The world is changing so quickly. Many children are exposed to a barrage of information about gender and relationships and how they are supposed to act and not act. Unfortunately too much of it is confusing and unhelpful. We need good comprehensive information about issues like safety, choice and more. In the wake of recent sexual harassment scandals, especially in academic spaces, many schools and communities are examining how they talk about consent and healthy relationships. A health class is the perfect environment for those conversations, and now is the time to make sure sex education is taught sensitively, thoughtfully, and comprehensively in every school in our country.
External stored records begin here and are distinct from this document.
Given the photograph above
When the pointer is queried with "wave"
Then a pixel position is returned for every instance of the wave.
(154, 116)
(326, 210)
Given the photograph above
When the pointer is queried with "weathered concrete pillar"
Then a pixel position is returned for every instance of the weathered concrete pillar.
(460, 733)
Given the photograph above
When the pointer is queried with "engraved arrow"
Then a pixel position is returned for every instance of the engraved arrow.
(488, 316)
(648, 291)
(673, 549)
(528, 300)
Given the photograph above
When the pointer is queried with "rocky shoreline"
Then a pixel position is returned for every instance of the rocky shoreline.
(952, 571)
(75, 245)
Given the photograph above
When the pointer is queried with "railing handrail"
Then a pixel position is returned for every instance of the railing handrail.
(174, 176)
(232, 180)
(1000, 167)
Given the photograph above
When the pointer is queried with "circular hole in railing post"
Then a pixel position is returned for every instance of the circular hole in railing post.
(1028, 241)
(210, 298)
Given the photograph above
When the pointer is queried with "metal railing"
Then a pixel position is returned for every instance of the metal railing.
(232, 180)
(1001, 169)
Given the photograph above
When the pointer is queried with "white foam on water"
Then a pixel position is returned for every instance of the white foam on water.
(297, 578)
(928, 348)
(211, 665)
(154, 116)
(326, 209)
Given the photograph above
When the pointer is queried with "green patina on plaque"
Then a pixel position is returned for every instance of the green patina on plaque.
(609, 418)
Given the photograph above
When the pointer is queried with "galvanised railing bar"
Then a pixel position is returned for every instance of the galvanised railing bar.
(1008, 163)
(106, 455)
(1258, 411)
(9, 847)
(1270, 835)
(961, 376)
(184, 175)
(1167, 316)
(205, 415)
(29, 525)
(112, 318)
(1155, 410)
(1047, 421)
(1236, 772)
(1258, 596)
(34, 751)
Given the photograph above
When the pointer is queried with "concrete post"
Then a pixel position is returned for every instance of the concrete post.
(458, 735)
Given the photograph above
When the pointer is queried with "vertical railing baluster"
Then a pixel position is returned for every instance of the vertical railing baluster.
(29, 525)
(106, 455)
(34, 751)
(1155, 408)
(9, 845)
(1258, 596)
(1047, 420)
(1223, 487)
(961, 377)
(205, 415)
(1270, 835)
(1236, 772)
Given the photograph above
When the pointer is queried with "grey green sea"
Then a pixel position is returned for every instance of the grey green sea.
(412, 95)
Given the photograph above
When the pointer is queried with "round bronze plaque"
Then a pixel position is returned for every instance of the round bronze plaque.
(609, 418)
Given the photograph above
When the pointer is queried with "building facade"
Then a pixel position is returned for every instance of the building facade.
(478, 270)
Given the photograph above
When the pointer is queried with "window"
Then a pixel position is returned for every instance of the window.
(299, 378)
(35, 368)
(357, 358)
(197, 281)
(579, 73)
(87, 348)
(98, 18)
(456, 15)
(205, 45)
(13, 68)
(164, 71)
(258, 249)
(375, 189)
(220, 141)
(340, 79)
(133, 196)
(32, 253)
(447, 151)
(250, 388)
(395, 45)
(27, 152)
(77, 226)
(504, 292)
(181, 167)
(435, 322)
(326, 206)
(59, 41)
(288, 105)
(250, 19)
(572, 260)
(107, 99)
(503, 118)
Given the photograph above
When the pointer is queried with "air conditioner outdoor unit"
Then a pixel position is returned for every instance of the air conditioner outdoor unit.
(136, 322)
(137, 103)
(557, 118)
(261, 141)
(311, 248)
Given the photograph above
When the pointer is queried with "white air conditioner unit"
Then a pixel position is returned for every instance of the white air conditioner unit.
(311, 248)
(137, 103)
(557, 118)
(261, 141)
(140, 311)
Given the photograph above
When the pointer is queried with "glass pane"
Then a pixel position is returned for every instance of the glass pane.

Recently, I happened to see a video related to present day sex ed in schools, which was depicted in a funny manner. The teacher couldn’t deliver the correct idea to the students. It was largely beating around the bush. But the students are discussing those matters among themselves. The point to ponder about is this: where is the source of information, whether reliable or not. Today, despite great advancements in the field of science, implementation of a truly modern, equitable, evidence-based model of comprehensive sex ed remains precluded by socio-cultural and political systems that are barriers operating in profound ways across multiple levels of an adolescent’s environments.
The sex ed system followed in US is good enough to be followed in India.We need to establish sex ed at every level. It would begin in elementary school, where it covers topics such as touching and puberty. In middle school, we can use a ” Healthy Me. Healthy Us!” curriculum, which currently runs in San Francisco’s Unified School Districts (SFUSD). It addresses topics such as birth control, sexual harassment, personal boundaries, and LGBTQ issues.
A popular high school “Be real. Be Ready” curriculum (also by the SFUSD) can be included focusing on ways of providing students shame-free and non-judgmental spaces to talk. It can offer developmentally appropriate information about health, sexuality and relationships at every stage of their lives.
We need to give students the opportunity to lead themselves forward, and really listen to them and hear their concerns. Let students have a good idea of what is needed and seek honest information in a safe atmosphere.